German officials called for the early creation of a Palestinian state, followed by negotiations on key issues such as Palestinian refugees, the status of Jerusalem and the final borders of Palestine. The Germans also called for an immediate withdrawal of Israeli forces from positions they had seized in the current offensive.
In a significant change of mood in Germany, leading legislators from the center-right opposition have cast Israel as the aggressor and, in one case, employed language associated with the Nazis to describe the incursions into Palestinian territory.
In a widely publicized letter to the Israeli ambassador, Norbert Bluem, a labor minister under former chancellor Helmut Kohl, described the Israeli offensive as a "war of annihilation" -- the very term employed by Adolf Hitler to describe his 1941 invasion of the Soviet Union.
And Juergen Moellemann, deputy chairman of the right-of-center Free Democrats, a likely coalition partner in the next German government, said of Palestinian violence, "I would resist too, and use force to do so . . . not just in my country but in the aggressor's country as well."
Such language was once heard only in far-right and far-left circles here.
Some analysts view the political mainstreaming of anti-Israel sentiment as more than an immediate response to the crisis, and as a deeper expression of Germany's desire not to be shackled by history as the unified republic assumes a greater role on the world stage.
"There is no question there has been a shift," said Deidre Berger, director of the American Jewish Committee office in Berlin. "This is critical issue for Germany.
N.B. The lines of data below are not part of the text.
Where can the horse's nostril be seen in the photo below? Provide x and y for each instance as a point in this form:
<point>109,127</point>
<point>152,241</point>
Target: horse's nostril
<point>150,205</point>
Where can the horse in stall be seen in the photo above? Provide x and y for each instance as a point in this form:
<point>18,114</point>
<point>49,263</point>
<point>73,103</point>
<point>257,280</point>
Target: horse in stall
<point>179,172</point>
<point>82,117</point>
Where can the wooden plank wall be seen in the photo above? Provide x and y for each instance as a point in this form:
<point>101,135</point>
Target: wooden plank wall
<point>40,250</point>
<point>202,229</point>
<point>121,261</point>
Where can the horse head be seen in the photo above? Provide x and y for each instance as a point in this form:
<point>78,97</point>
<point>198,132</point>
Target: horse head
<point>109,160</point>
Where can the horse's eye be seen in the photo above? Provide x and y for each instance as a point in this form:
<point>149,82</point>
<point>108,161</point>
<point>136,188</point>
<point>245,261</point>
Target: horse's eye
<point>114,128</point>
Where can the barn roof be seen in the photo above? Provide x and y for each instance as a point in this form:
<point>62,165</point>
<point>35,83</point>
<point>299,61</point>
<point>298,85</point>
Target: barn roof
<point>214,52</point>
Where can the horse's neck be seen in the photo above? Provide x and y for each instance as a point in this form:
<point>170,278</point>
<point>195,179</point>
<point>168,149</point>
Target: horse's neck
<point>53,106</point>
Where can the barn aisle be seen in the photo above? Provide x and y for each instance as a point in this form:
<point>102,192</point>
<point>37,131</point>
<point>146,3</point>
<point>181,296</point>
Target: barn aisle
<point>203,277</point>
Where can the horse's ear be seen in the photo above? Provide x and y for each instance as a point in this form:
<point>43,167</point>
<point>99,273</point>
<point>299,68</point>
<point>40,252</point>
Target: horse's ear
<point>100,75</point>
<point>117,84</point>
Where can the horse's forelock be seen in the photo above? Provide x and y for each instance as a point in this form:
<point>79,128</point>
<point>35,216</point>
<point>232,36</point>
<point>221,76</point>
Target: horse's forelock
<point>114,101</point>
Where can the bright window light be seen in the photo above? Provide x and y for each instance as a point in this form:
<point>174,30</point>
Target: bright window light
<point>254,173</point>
They are trying to assert themselves: We are a European player and while we are mindful of history, we don't need to feel constrained by it."
"The current situation is the immediate trigger," said Stein. "But the Israeli issue is a symptom of something more fundamental. Since the end of the Cold War and unification [of East and West Germany], there has been an ongoing soul-searching, and we are the 'victims' of that. . . . There is a reexamination of the German role and, part and parcel of that, they are redefining their relations with us."
German cities have been the scene of recent demonstrations in solidarity with the Palestinians. But what is unusual is that much of the strongest language is emanating from Christian Democrats, the bulwark of the pro-Israel policy of recent decades.
After World War II, the Christian Democratic government of Konrad Adenauer staked the restoration of Germany's reputation, in part, on good relations with Israel, and his successors in his party elevated a pro-Israel stance to something of an article of faith.
But Bluem said recently that it was now time to break the "taboo" of criticizing Israel.
In an interview, Karl Lamers, foreign policy spokesman for the Christian Democrats in Parliament, said: "Not in spite of our special responsibility to Israel's security, but because of it, we should not say 'yes' to everything that happens. This policy of the present Israeli government could lead to a catastrophe, first for Israel, but then for the region and the West.
"Germany used to not look out beyond Europe," he added, "but it must now."
The opposition's candidate for chancellor in national elections this September took a more traditional line during a recent interview with American journalists.
"The sovereignty, the right of Israel to exist, is unimpeachable, and that includes the right to life without terror," said Edmund Stoiber, governor of Bavaria state and leader of the Christian Social Union, the Christian Democrats' sister party in Bavaria. "Therefore, we do not confuse, as others do, cause and effect."